Article Lead Image

Can you guess which emoji is Oxford Dictionaries’ word of the year?

Nope, it's not the taco emoji.

 

Jam Kotenko

Tech

Posted on Nov 16, 2015   Updated on May 27, 2021, 3:40 pm CDT

Apparently, if a picture is worth a thousand words, then a single emoji is more than enough to be this year’s word of the year.

Oxford Dictionaries, in partnership with SwiftKey, recently announced that the single term that bested all the million others available in the English language this year is the “face with tears of joy” emoji.

Oxford University Press

A selection committee for the Oxford Dictionaries annually reviews candidates for words that best reflects the past year in a nutshell, and rather than settle on a traditional word, it has opted for a pictograph as an homage to the rising popularity of emoji as a language in itself. 

The crying-laughing smiley was chosen after analyzing over a billion emoticons, the same methodology Swiftkey—a company that creates keyboard apps for mobile devices—used previously to determine the most popular emoji in every U.S. state.

“You can see how traditional alphabet scripts have been struggling to meet the rapid-fire, visually focused demands of 21st Century communication.  It’s not surprising that a pictographic script like emoji has stepped in to fill those gaps,” Casper Grathwohl, President of Oxford Dictionaries, stated in a press release. “It’s flexible, immediate, and infuses tone beautifully.
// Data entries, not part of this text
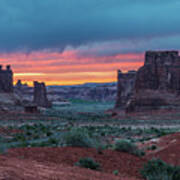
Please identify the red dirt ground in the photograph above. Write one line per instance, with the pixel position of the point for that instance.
(168, 149)
(127, 165)
(58, 163)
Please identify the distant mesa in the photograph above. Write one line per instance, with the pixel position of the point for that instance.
(6, 79)
(40, 95)
(155, 86)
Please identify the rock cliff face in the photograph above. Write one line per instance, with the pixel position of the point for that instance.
(125, 87)
(6, 80)
(157, 83)
(40, 96)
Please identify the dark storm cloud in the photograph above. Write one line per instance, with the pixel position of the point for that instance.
(27, 25)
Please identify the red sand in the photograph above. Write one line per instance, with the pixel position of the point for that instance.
(58, 163)
(168, 149)
(128, 165)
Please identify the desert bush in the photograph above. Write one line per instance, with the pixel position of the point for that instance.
(89, 163)
(116, 172)
(78, 138)
(157, 169)
(125, 145)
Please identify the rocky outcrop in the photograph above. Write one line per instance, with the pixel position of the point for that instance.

As a result, emoji are becoming an increasingly rich form of communication, one that transcends linguistic borders.”

Based on Swiftkey’s data, the winning emoji was the most heavily used emoticon in 2015, with over 17 percent dominance in the U.S. Among the words and phrases the “face with tears of joy” emoji beat for the top spot include “ad blocker,” “Dark Web,” “on fleek,” and “lumbersexual.” 

These, my friends, are words that have been deemed adequate enough to summarize the year 2015. Remember them well.